Re: I don't understand the motion
Even though RDBMS is what I know best and is my goto (well, that or a flat file with a script), this next bothers me on so many levels:
"If you don't understand what you need from a database, you choose relational. Period. End of discussion."
A. If you don't understand what you need from a database then you better find out before doing anything.
B. If you still don't understand what you need from a database, then NoSQL seems to me a much better choice. That way you don't spend any time up front pulling out columns you won't need. And you won't wake up one day to realize your ETL since the get-go has been throwing away that weird "dispensable" data element that just happens to hold outsized business value.
C. Strongly defaulting to RDBMS guarantees, statistically speaking, that some of the time that choice was wrong. Maybe only one percent of the time should we choose graph instead of relational.

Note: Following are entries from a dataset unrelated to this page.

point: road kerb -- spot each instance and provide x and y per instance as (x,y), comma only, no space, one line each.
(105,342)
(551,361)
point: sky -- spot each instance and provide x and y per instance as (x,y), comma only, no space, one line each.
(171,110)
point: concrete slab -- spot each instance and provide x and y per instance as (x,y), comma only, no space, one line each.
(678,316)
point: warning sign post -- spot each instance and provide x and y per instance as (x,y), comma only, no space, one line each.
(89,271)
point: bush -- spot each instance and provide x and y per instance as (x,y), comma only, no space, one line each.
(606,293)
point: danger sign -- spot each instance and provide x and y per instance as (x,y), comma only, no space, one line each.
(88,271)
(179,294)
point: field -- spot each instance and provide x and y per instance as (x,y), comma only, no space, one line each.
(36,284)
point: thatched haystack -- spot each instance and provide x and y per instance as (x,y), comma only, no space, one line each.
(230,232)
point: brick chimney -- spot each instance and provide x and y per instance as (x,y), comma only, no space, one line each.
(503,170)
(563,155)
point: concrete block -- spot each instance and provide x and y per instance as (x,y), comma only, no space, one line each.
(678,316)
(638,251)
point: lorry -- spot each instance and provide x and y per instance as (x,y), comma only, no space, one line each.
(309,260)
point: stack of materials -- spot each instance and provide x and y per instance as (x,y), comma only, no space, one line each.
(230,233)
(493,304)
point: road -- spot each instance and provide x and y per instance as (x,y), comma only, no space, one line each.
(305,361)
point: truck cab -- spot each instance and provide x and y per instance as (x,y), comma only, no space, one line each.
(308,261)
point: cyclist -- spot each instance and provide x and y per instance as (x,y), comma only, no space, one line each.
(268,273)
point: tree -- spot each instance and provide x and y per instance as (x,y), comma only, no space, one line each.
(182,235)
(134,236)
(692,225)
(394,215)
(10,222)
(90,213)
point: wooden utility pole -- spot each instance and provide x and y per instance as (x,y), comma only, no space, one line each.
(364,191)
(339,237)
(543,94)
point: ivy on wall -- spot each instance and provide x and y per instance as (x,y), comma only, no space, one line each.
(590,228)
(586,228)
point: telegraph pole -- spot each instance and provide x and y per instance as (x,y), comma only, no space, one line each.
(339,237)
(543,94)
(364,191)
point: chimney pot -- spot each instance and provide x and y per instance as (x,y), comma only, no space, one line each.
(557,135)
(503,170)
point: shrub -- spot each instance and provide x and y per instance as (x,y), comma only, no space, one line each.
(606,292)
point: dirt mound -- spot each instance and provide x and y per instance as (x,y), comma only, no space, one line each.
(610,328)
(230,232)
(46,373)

But if that one percent of the time graph gets us 2x performance, that's a huge gain. Also, one percent of the universe of databases is a really big slice of pie.
D. Strongly defaulting to RDBMS might mean we are so heavily invested in it that it will seem right even when it is wrong. This last one is why I'm most interested in the cases where relational and graph could both be valid solutions. Seeing which is "better" there is more instructive overall for the general case.
E. I like learning new things, for their own sake, even if my previous knowledge has been good enough so far.